Ty, the Cobra WX75ST I'm using has performed flawlessly and RF-wise works quite well for being a handheld unit. The RF portion is deatched from the control head and has never given me any problems. I'm able to talk to anything withing range (when using my NMO27B), so I wouldn't paint all the handheld units with the same hatebrush.
The antennas "used in industry" alluded to by DeathStar are more properly called "No Ground-Plane Antennas". All this means is that they have been creatively designed to have a low SWR even when they're not attached to a large metal sheet to act as the RF ground plane. For instance, you have to use a No Ground Plane Antenna to put an antenna on top of your fiberglass motor coach. What these antennas do is to use the outer braid of the coax for a specific length to act as the "other half" of the antenna. In this usage, the bit of feedline that's radiating as the "other half" of the antenna is usually called a counterpoise. The presence of the designed-in counterpoise gives the antenna enough of a RF ground to reduce the SWR to the point that the radio can operate at full power without hurting itself. The drawback is that these No Ground Plane antennas are hugely inefficient and will always perform worse than an antenna above a proper ground plane.

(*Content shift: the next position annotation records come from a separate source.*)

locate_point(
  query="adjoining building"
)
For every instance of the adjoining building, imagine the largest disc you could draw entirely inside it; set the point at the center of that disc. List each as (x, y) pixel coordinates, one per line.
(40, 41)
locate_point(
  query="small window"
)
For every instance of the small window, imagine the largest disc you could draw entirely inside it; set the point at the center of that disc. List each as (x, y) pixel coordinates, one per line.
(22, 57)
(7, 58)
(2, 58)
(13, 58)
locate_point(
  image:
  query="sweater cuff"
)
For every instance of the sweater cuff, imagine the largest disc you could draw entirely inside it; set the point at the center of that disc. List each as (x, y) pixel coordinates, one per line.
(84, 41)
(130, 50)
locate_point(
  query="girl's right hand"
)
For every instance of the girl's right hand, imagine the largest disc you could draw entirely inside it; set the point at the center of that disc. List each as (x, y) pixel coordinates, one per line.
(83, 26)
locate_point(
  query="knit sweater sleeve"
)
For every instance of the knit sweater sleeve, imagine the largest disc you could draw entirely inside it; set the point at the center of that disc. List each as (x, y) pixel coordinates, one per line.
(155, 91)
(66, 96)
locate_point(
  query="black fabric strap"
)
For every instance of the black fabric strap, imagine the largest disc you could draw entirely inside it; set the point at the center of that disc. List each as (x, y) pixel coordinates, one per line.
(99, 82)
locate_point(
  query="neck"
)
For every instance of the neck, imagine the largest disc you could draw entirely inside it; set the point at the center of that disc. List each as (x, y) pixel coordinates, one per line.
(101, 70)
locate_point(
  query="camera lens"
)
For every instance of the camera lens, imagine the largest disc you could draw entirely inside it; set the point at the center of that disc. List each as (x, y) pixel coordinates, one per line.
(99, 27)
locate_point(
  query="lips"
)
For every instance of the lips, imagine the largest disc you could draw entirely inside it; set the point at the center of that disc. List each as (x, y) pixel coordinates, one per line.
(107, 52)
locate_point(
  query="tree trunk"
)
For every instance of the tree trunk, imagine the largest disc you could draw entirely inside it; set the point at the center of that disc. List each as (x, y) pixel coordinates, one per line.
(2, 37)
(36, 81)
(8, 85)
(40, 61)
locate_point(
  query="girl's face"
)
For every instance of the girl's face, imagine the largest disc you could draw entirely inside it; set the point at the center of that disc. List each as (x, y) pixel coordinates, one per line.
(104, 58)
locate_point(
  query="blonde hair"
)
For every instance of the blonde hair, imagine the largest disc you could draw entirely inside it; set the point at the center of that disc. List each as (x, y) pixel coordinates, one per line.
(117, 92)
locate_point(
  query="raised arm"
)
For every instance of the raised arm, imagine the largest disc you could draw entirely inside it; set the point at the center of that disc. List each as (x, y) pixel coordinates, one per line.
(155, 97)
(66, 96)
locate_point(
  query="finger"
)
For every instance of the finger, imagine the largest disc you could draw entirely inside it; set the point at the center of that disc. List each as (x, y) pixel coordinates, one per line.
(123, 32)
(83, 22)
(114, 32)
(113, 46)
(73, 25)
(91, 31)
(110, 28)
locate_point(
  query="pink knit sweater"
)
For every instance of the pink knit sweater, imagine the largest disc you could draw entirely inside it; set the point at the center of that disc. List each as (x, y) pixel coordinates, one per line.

I was trying to stay non-techy with my explaination, but since we "went there" here comes more techy stuff.
Ty is right, the no-ground plane 1/2 wave antennas frankly suck compared to a properly-installed antenna with a ground plane, but sometimes there is no choice as the antenna is mounted on a vehicle that has no metal. CB antennas are a 1/4 wave design, meaning the physical antenna length is 1/4 the total electrical wavelength...in this case, the proper 1/4 wave antenna would be 108 inches tall. I doubt most of you would use a ball mount with a 108" whip on the side of your Subaru
The antenna that Ty and I use for CB, the Larsen NMO27B, is a base-loaded 1/4 wave, meaning there is a coil of wire in the tall back base electrically makes up for the missing ~60 inches of antenna. The radio still sees the correct antenna electrically, but it's only 49" long. The FireStik antenna does that as well, which is readily visible by the looking at the thin wire that wraps up around the inner fiberglass whip. Same concept.
Bottom line is without a proper antenna on a good groundplane, your comms gear (CB or otherwise) will work for crap.